Corruption, détournements des deniers publics, trafic d’influence sont entre autres fléaux qui ont rythmé et caractérisé le mandat du président Alpha Condé, de loin plus que les régimes précédentes que l’ancien opposant historique critiquait à tout bout de champ. Et, si on y ajoute les tueries des manifestants et autres, on comprend le risque que courent ceux qui hurlent actuellement leur opposition contre toute forme d’alternance au pouvoir.

On apprend qu’un proche du président Alpha Condé, en fin de mandat, est visé par une plainte déposée en France pour corruption dans l’attribution des marchés miniers.

Guinée: une plainte visant un proche du président Condé déposée en France

31 juil 2020 (AFP) – Une plainte a été déposée en France, visant un proche du président guinéen Alpha Condé, accusé d’avoir tiré profit de la conclusion d’un contrat minier dans ce pays, a annoncé vendredi l’association anticorruption Sherpa à l’origine de la procédure.

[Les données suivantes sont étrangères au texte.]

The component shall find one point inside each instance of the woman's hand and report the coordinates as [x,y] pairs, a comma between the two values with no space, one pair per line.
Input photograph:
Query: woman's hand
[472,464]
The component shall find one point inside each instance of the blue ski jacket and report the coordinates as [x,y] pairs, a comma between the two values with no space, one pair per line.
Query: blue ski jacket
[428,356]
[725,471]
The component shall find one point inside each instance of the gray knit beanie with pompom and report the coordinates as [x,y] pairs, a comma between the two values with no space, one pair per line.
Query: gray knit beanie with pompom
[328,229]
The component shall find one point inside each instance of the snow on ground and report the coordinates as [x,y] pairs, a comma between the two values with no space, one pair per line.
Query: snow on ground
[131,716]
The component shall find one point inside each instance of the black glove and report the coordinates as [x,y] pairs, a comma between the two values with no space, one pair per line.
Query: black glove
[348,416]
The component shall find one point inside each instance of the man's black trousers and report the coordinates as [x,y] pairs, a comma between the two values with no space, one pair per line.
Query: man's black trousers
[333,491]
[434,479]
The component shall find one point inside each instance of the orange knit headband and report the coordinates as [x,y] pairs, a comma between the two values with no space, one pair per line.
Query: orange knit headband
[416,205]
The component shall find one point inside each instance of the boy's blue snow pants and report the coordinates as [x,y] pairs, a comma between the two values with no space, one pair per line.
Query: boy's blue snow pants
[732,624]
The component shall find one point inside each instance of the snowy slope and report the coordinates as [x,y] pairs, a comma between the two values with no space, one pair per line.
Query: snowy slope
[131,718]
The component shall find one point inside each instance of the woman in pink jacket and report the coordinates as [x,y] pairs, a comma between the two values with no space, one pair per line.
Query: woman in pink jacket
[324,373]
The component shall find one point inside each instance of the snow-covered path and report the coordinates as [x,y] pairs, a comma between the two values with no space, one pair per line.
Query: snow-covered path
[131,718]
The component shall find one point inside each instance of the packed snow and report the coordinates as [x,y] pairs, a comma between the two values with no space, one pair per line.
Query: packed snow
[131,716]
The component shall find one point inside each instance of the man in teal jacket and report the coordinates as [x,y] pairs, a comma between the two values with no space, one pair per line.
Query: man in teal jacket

Cette plainte, dont a eu connaissance l’AFP, a été déposée contre X auprès du parquet national financier alors que le parti de M. Condé, 82 ans, doit désigner début août son candidat à la prochaine présidentielle.

Le mandat du président guinéen, élu en 2010 et réélu en 2015, arrive à échéance à la fin de l’année et il entretient l’ambiguïté sur ses ambitions personnelles.

La plainte, qui vise notamment des faits de « corruption » et de « trafic d’influence », porte sur le versement par le groupe minier anglo-australien Rio Tinto d’une commission de 10,5 millions de dollars à un consultant pour la conclusion d’un accord concernant le gigantesque projet minier de Simandou, en Guinée.

Ce consultant, ex-banquier d’affaires français, était alors également un conseiller du président Condé, avait révélé en 2016 le site d’informations en ligne Mediapart.

Peu après, le groupe avait annoncé le limogeage de deux de ses dirigeants dans le cadre d’une enquête interne sur ce versement et informé les régulateurs américain, britannique et australien. Rio Tinto avait expliqué l’ouverture de cette enquête interne par la découverte d’emails datant de 2011 et relatifs à des paiements « effectués au bénéfice d’un consultant ayant offert ses conseils » pour le projet.

La plainte de Sherpa demande à ce qu’une enquête soit menée en France en vue de poursuites contre toute personne ayant participé à la commission des faits dénoncés.

« Cette initiative vise à faire toute la lumière sur des comportements qui portent atteinte à l’intérêt général et nuisent au développement de la Guinée, en favorisant une logique d’enrichissement personnel », a expliqué à l’AFP Me Vincent Brengarth, l’avocat de Sherpa.